刘氏也是指望不上的,商户人家的女儿,也不懂得其中的弯弯绕绕和厉害之处。爹平复了心情,抱起了我,终究自家还有小女儿,宫里还有娘娘,出了这种事,一损俱损。便示意娘出面。娘一向懒得管这些杂事,今儿少不得要管上一管。吩咐丫鬟道:“瞧见你们二夫人哭成这样,老太太还康健,倒像诅咒老祖宗似的!还不扶回房去?”丫鬟们忙扶起二夫人,往二房的院子走去。二夫人放心不下,也不敢哭了,只得先回房。娘走到院子门口:“卢夫人,你们是客,又是亲家,若说要在我府里歇息也不是不可,只是眼见天色已晚,不若禀报了府上,再作打算?”卢夫人哪里敢让洛府的人去传话,怕是到时候连家门都进不得了,此时须得好好商议,因此喏喏起身,想要告退。娘伸手拦住:“夫人自管家去,我们凡儿想留贵公子多住几日!”小厮们见着主子的眼色,立刻半拉半绑的把卢公子带去了二房,锁在偏屋。卢夫人简直似见了鬼:“你!光天化日,竟要绑架我儿不成!”“夫人哪里话?公子在他姑妈处与凡哥儿玩闹不休不肯离去!夫人不如先行回去,什么时候想卢公子了,派人来接便是!”

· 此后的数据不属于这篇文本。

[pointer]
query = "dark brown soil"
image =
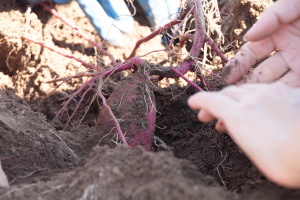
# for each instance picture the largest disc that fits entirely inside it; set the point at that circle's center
(44, 162)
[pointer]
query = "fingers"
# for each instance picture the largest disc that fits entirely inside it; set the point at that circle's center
(220, 126)
(215, 104)
(205, 116)
(268, 71)
(248, 55)
(281, 12)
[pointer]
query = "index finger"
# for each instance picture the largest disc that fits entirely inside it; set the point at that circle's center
(215, 103)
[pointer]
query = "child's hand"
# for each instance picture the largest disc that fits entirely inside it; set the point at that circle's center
(264, 120)
(277, 29)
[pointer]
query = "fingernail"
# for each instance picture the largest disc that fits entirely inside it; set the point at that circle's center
(245, 38)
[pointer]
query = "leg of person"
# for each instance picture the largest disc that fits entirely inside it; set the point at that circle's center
(118, 11)
(173, 8)
(156, 12)
(102, 22)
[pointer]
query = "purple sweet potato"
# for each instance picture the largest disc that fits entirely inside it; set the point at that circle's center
(133, 104)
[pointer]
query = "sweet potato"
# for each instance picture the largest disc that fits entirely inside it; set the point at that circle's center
(133, 104)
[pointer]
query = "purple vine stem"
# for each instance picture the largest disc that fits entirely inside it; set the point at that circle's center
(186, 79)
(217, 50)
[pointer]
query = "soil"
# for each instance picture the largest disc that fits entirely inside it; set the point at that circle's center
(188, 159)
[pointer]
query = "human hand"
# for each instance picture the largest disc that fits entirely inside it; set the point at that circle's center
(264, 120)
(277, 29)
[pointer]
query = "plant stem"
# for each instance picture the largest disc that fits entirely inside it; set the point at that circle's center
(186, 79)
(112, 115)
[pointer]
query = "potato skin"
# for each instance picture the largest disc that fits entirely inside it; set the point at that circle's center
(133, 104)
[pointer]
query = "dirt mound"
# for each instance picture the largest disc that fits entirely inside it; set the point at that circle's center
(44, 162)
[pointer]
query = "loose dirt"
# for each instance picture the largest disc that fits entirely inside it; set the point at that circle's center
(42, 161)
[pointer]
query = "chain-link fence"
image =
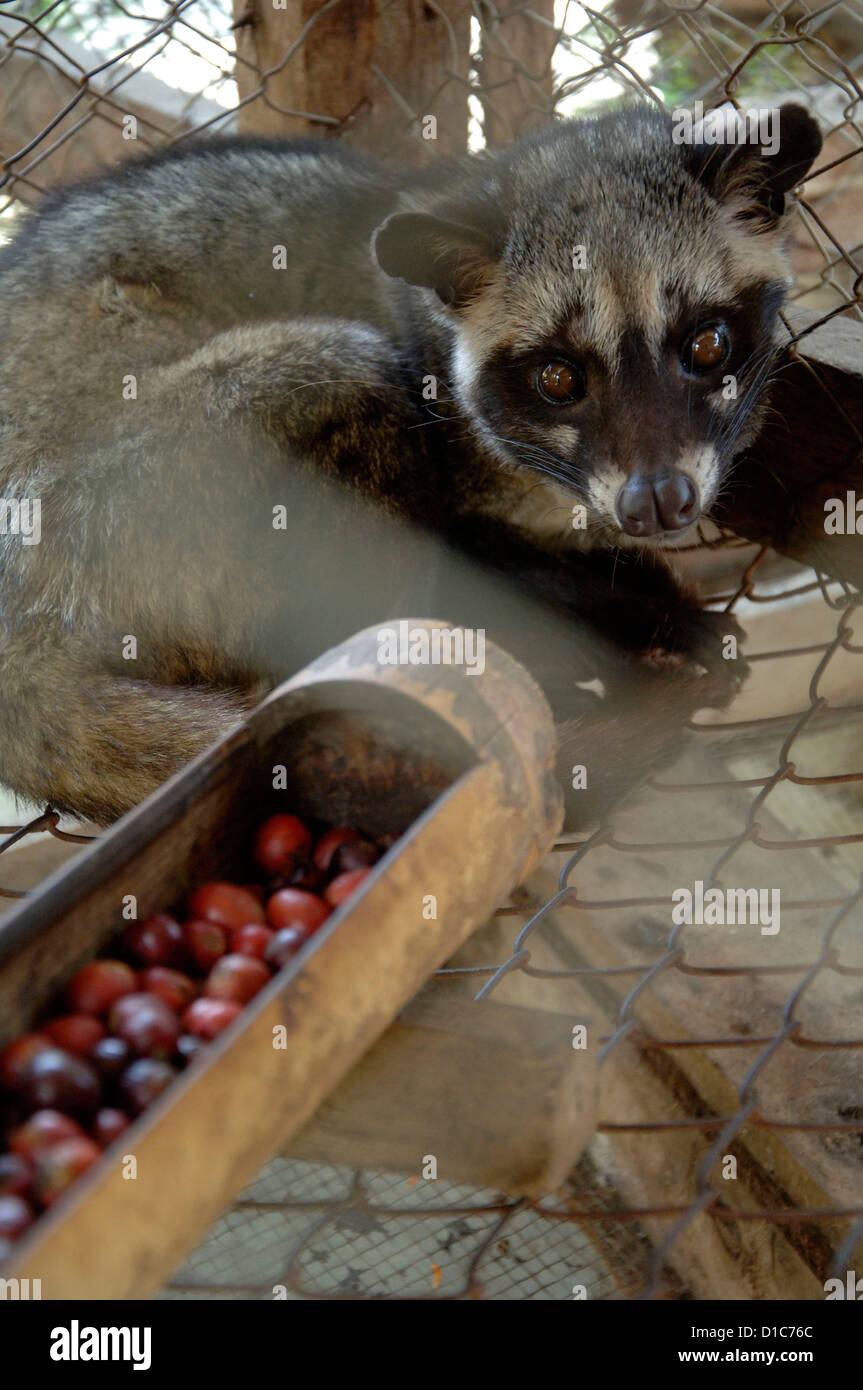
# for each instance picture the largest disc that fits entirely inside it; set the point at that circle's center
(723, 1055)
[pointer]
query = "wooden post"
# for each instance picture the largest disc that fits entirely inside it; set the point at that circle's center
(516, 70)
(809, 452)
(364, 70)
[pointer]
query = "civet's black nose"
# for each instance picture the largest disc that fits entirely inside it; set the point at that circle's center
(648, 506)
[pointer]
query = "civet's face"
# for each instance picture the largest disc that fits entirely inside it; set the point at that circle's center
(614, 298)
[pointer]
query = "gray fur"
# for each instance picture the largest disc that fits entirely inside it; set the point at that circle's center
(303, 387)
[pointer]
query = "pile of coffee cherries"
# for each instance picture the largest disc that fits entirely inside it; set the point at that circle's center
(135, 1018)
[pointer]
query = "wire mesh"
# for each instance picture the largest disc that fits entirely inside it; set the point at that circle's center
(740, 1054)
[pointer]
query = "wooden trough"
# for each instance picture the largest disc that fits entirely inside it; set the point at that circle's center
(462, 770)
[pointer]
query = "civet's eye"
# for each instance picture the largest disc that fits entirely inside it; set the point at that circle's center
(560, 382)
(706, 349)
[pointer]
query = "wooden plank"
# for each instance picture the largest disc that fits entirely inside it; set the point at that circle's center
(496, 1094)
(120, 1239)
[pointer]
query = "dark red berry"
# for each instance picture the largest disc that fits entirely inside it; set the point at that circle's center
(250, 940)
(110, 1057)
(145, 1080)
(285, 944)
(15, 1215)
(328, 844)
(57, 1080)
(227, 904)
(17, 1055)
(15, 1175)
(280, 843)
(156, 941)
(40, 1130)
(99, 984)
(356, 854)
(295, 906)
(60, 1165)
(236, 977)
(207, 1018)
(75, 1033)
(109, 1125)
(206, 941)
(188, 1047)
(175, 988)
(146, 1023)
(345, 886)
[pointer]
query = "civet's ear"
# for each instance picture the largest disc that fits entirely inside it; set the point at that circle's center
(453, 259)
(758, 175)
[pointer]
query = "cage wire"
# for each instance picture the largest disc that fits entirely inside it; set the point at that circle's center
(735, 1054)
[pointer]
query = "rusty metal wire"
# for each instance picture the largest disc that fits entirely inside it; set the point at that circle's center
(72, 72)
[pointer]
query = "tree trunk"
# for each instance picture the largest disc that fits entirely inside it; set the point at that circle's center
(368, 71)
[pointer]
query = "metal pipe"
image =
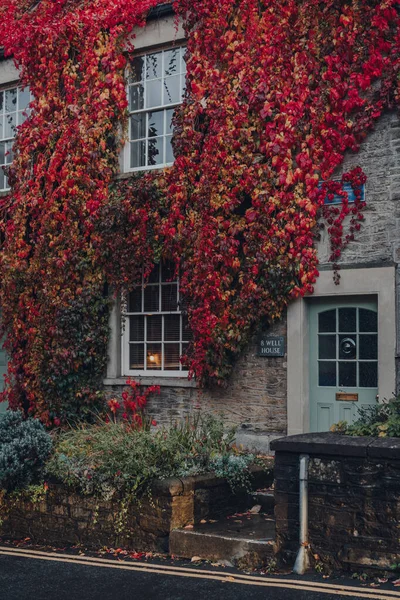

从来没有见过娘如此强硬的一面,大家都面面相觑,也只有这样的女子,方配得上三爷那般的人吧!
卢夫人还想说些什么,婆子们一拥而上,将她架出府去了。卢老爷见自家夫人出来了,儿子却不见了,顿足道:“你呀你!这下可如何是好!一切都握在洛家手中了!”卢老爷似乎都能感受到父亲打在自己身上的闷疼了,恨恨的跺了脚:“你与父亲去说!”“值当什么?!让德儿娶了那洛小姐不就好了!”卢夫人现下只能嘴硬,还是担忧儿子的处境,却还得去面对老太爷的拐杖,不由缩了缩脑袋。